Photo: Morgan Tepsic. Does that mean South Korea has Taco Bells?

I usually try to steer clear of the marketing crud, but this is too bizarre to pass up. Taco Bell, anxious to jump on this whole “indie music” bandwagon, is using the only currency it has: combinations of refried beans, cheese, rehydrated ground meat, and tortillas.

Here’s the plan: they find 100 bands, and give them $500 in Taco Bell food while they’re on tour — just in case the burritos were the one thing breaking your tour budget. (Okay, there is that whole fuel cost and lodging thing, but get some bikes and a tent and you should be fine.)

The grand prize: the kind of fame that can only come from including hot sauce packets in your marketing plan. And to think, all this time people have been chasing music press and blogs and word of mouth and such. PR helpfully tell us that they’ll get “a well-known indie rock producer” to record the single. (Wait — aren’t “indie” and “well-known producer” supposed to be mutually exclusive?) But it’s really the hot sauce packets that seal the deal:

The singles will then be promoted on and through online advertising and in-store efforts in the Spring of 2009, as the Web site address will be featured on Taco Bell’s iconic Sauce Packet, which reaches more than 208 million people in about a month.

Oddly, talking about this has only made me hungry. I know, I know — I’ll try to find a real burrito, not a Taco Bell.

If a CDM reader happens to win this, we’ll be proud to see your name in lights extra spicy.

Reader Mark notes that, as covered in Pitchfork, Girl Talk got the right idea after last year’s contest and shared their taco winnings with fans. Now that’s good publicity.

Readers: got better ideas for viral condiment marketing? (Oooh, wait, I shouldn’t say the word “viral” in the same breath as a fast food joint, should I?)

  • Last Year, Ted Leo and Enon won. The only problem, neither of them entered and Leo is a staunch Vegan.

  • jane

    The genius advertising minds at T3 in Austin, tx are behind this gem. Seriously guys, come up with something good next time.

  • Les

    It turns out that biking with music touring gear + bike touring gear is kind of unmanageable. (Alas, don't ask.)

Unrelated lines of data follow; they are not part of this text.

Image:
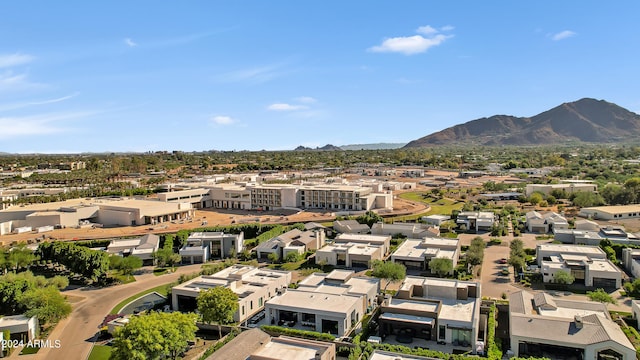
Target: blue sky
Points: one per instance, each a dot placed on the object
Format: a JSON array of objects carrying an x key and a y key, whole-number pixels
[{"x": 83, "y": 76}]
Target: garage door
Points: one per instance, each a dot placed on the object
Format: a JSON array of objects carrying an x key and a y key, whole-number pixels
[{"x": 604, "y": 283}]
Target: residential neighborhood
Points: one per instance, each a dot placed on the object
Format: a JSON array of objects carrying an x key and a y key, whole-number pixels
[{"x": 472, "y": 278}]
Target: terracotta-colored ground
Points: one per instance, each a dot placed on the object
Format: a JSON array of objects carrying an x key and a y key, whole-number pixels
[{"x": 210, "y": 216}]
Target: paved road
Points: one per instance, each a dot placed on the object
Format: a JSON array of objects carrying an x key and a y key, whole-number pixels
[{"x": 76, "y": 332}]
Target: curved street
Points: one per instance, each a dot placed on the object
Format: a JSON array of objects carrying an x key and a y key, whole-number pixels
[{"x": 77, "y": 331}]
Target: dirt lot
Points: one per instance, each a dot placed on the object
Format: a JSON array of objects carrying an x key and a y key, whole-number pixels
[{"x": 210, "y": 216}]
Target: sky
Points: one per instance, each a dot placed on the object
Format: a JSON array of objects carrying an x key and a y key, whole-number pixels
[{"x": 121, "y": 76}]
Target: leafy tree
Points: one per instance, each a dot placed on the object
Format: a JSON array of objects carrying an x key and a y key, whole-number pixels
[
  {"x": 535, "y": 198},
  {"x": 602, "y": 296},
  {"x": 218, "y": 305},
  {"x": 475, "y": 253},
  {"x": 563, "y": 277},
  {"x": 45, "y": 303},
  {"x": 153, "y": 336},
  {"x": 587, "y": 199},
  {"x": 292, "y": 257},
  {"x": 369, "y": 218},
  {"x": 390, "y": 271},
  {"x": 441, "y": 266},
  {"x": 130, "y": 264},
  {"x": 273, "y": 257}
]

  • "…and Leo is a staunch Vegan."

    Good thing the stuff Taco Bell uses doesn't pass for real meat. Heyoo! Zing!

  • how about Sriracha-sponsored dj battles?

  • violet

    Your post made me hungry for Taco Bell. Its cool that they're reaching out to aspiring bands too.

    I once met a guy from the Taco Bell marketing team. I asked him what was up behind their "talking" sauce packet campaign. He said, "we're trying to create a two way dialogue". It was then, I looked him straight in the eye, raised my eyebrow and skeptically said, "with a sauce packet?" He look flabbergasted.


  • Vanceg

    NICE one NewMiracle. I remember vegans I knew in school drinking McDonalds shakes claiming they had no milk in them…. like I'd trust THAT?

  • 4lefts

    i used to work for maccas. there's definitely milk in those shakes. and a shitload of fat. and sugar.

  • i need tacos!

    i need them or i will explode.

  • Darren Landrum

    The term "viral condiment marketing" is definitely one I never expected to hear in, well, pretty much my entire lifetime. It's surely a Carlin-esque sentence that has never been uttered before.

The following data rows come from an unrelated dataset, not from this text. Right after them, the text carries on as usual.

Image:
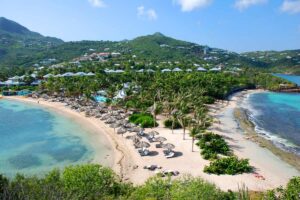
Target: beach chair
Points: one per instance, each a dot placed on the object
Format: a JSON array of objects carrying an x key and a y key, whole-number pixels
[
  {"x": 146, "y": 152},
  {"x": 170, "y": 155}
]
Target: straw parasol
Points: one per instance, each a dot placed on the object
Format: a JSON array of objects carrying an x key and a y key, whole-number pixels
[
  {"x": 168, "y": 146},
  {"x": 105, "y": 117},
  {"x": 160, "y": 139},
  {"x": 121, "y": 130},
  {"x": 136, "y": 129},
  {"x": 142, "y": 144},
  {"x": 110, "y": 120},
  {"x": 114, "y": 125},
  {"x": 153, "y": 133}
]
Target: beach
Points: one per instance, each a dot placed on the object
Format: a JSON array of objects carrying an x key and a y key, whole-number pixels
[{"x": 128, "y": 163}]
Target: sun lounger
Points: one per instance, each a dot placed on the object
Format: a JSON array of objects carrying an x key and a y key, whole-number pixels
[
  {"x": 170, "y": 155},
  {"x": 152, "y": 167},
  {"x": 145, "y": 152}
]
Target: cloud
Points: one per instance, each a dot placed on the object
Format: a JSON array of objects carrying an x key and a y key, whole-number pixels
[
  {"x": 97, "y": 3},
  {"x": 190, "y": 5},
  {"x": 244, "y": 4},
  {"x": 291, "y": 6},
  {"x": 149, "y": 14}
]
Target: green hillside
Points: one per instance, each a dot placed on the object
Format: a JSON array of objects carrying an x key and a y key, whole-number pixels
[{"x": 20, "y": 47}]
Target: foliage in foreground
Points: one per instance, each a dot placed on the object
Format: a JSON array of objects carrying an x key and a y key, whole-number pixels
[
  {"x": 230, "y": 165},
  {"x": 75, "y": 182},
  {"x": 169, "y": 123},
  {"x": 96, "y": 182},
  {"x": 144, "y": 119},
  {"x": 187, "y": 188},
  {"x": 212, "y": 145},
  {"x": 292, "y": 191}
]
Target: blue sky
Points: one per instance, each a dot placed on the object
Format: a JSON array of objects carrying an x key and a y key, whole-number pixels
[{"x": 236, "y": 25}]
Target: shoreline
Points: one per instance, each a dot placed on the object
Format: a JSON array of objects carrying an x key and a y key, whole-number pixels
[
  {"x": 128, "y": 164},
  {"x": 249, "y": 128}
]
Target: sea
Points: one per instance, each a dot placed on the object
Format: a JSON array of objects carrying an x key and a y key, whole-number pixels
[
  {"x": 35, "y": 140},
  {"x": 276, "y": 116}
]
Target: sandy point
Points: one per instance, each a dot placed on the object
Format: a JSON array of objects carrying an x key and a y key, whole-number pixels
[{"x": 128, "y": 163}]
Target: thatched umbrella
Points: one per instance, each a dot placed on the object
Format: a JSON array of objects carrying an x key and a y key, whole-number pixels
[
  {"x": 153, "y": 133},
  {"x": 168, "y": 146},
  {"x": 121, "y": 130},
  {"x": 114, "y": 125},
  {"x": 105, "y": 117},
  {"x": 129, "y": 125},
  {"x": 134, "y": 138},
  {"x": 110, "y": 120},
  {"x": 119, "y": 117},
  {"x": 142, "y": 144},
  {"x": 160, "y": 139},
  {"x": 136, "y": 129}
]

    The only thing I can think of like that is for a band's web site to get flogged on the slips of paper in fortune cookies.

  • kris

    i'd totally sign up for this if i was touring. free food on the road would be a godsend. that and i recently discovered their fresco menu that is far less poisonous than their usual fare. it reminds me of the denny's promotion where they feed a few bands for free as they tour, and they also consult bands for recipes.

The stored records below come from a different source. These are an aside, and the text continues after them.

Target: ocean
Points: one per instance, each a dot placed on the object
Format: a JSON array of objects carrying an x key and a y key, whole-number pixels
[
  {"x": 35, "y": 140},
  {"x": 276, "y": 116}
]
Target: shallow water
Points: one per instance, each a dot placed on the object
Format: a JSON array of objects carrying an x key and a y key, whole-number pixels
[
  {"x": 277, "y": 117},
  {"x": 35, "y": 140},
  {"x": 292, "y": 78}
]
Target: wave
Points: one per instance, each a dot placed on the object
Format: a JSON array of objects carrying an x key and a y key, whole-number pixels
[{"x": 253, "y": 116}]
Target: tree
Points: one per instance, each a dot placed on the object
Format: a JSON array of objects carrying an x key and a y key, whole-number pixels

    as weird as this whole "corporate restaurant getting involved in music" thing is, it's really a great thing for aspiring bands who might be in danger of going broke.

  • So it comes full circle…. In the 70's David Van Koevering used to put on shows in Taco Bell restaurants promoting the Moog Synthesizer. Taco Bell was just starting up and wanted to build its customer base and Moog obviously wanted to spread the electronic word to Taco lovers. A little bit of cross promotion obviously did them no harm.

    You can read a bit more about it in Pinch and Trocco's excellent Analog Days book. There is also some really good stuff in the Grand Royal Moog special that came out in the 90's.